Re: pervasiveness of surrogate (also called synthetic) keys

From: David Johnston <polobo(at)yahoo(dot)com>
To: Greg Smith <greg(at)2ndquadrant(dot)com>
Cc: Merlin Moncure <mmoncure(at)gmail(dot)com>, Craig Ringer <craig(at)postnewspapers(dot)com(dot)au>, Rob Sargent <robjsargent(at)gmail(dot)com>, Jeff Davis <pgsql(at)j-davis(dot)com>, "pgsql-general(at)postgresql(dot)org" <pgsql-general(at)postgresql(dot)org>
Subject: Re: pervasiveness of surrogate (also called synthetic) keys
Date: 2011-05-04 04:00:06
Message-ID: B6BA5655-A7DF-4208-B3FA-5F40B5519C7F@yahoo.com
Views: Raw Message | Whole Thread | Download mbox | Resend email
Thread:
Lists: pgsql-general

On May 3, 2011, at 22:03, Greg Smith <greg(at)2ndquadrant(dot)com> wrote:

> Merlin Moncure wrote:
>> If your data modeler that made the the assumptions that a MAC is
>> unique (a mistake obviously) at least the other tables are protected
>> from violations of that assumption because the database would reject
>> them with an error, which is a Good Thing. Without a uniqueness
>> constraint you now have ambiguous data which is a Very Bad Thing.
>>
>
> With a uniqueness constraint in this situation, the unexpected data--row with a non unique MAC--will be rejected and possibly lost when the insertion happens. You say that's a good thing, plenty of people will say that's the worst possible thing that can happen. When dealing with external data, it's often impossible to know everything you're going to see later at design time. Approaching that problem with the idea that you're going to lose any data that doesn't fit into the original model is not what everyone finds reasonable behavior.
>
> I don't think it's possible to decide in a generic way which of these is the better approach: to reject unexpected data and force the problem back at the application immediately (commit failure), or to accept with with because you're using a surrogate key and discover the problems down the line. Both are valid approaches with a very different type of risk associated with them. I think it's fair to say that real-world data is not always well known enough at design time to follow the idea you're suggesting though, and that does factor into why there is such a preference for surrogate keys in the industry.
>
> --
> Greg Smith 2ndQuadrant US greg(at)2ndQuadrant(dot)com Baltimore, MD
> PostgreSQL Training, Services, and 24x7 Support www.2ndQuadrant.us
> "PostgreSQL 9.0 High Performance": http://www.2ndQuadrant.com/books
>
>
> --
> Sent via pgsql-general mailing list (pgsql-general(at)postgresql(dot)org)
> To make changes to your subscription:
> http://www.postgresql.org/mailpref/pgsql-general

If you implicitly expect MAC to be unique but do not enforce it then you are likely to write queries that rely upon that uniqueness. If you do enforce it then the constraint failure occurs anyway.

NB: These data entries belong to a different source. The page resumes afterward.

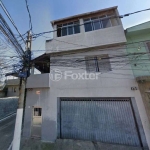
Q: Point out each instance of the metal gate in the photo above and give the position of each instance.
(105, 120)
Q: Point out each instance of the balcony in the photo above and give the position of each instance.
(98, 38)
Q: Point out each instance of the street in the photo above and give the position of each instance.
(6, 132)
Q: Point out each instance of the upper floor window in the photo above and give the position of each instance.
(96, 23)
(99, 63)
(68, 29)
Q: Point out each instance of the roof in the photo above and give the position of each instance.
(84, 14)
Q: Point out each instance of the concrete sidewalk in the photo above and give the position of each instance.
(65, 144)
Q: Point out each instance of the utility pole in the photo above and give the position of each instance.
(19, 116)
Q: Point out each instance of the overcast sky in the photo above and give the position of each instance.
(43, 11)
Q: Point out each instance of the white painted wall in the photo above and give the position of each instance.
(106, 36)
(116, 83)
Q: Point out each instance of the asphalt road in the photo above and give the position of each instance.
(6, 132)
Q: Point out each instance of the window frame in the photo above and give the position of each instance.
(67, 25)
(97, 67)
(90, 20)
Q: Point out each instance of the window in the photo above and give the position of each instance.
(37, 111)
(68, 29)
(98, 63)
(96, 23)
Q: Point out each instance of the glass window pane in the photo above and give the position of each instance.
(88, 27)
(96, 24)
(65, 24)
(64, 31)
(70, 23)
(76, 29)
(59, 30)
(70, 30)
(94, 18)
(85, 20)
(106, 23)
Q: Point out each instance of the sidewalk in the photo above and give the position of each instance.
(65, 144)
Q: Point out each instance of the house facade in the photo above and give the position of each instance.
(10, 88)
(139, 35)
(87, 89)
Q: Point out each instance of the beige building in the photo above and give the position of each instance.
(87, 89)
(10, 88)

A scalar sub-query that links via the MAC will fail when the duplicate data is encountered, and normal queries will return too-many records. A detail report may be obvious but if you are summarizing the data the specific offending record is going to require some effort to find.

I guess if you are the compromising type you can loosely enforce the uniqueness by running a check query periodically to see if supposedly unique values have been duplicated.

I agree there is no right answer - the designer needs to make trade-offs - but I'd rather reject new data and leave the system in a status-quo stable state instead of introducing invalid data and putting the system into a state where it requires effort to get it functioning again. If you accept the invalid data the likely scenario, if something breaks, is someone finds the offending record and removes it until the application and database can be fixed properly - which is where we are at with validation. The common exception is where identifiers are reused over time and you remove the old record in order to keep/allow the newer record to remain.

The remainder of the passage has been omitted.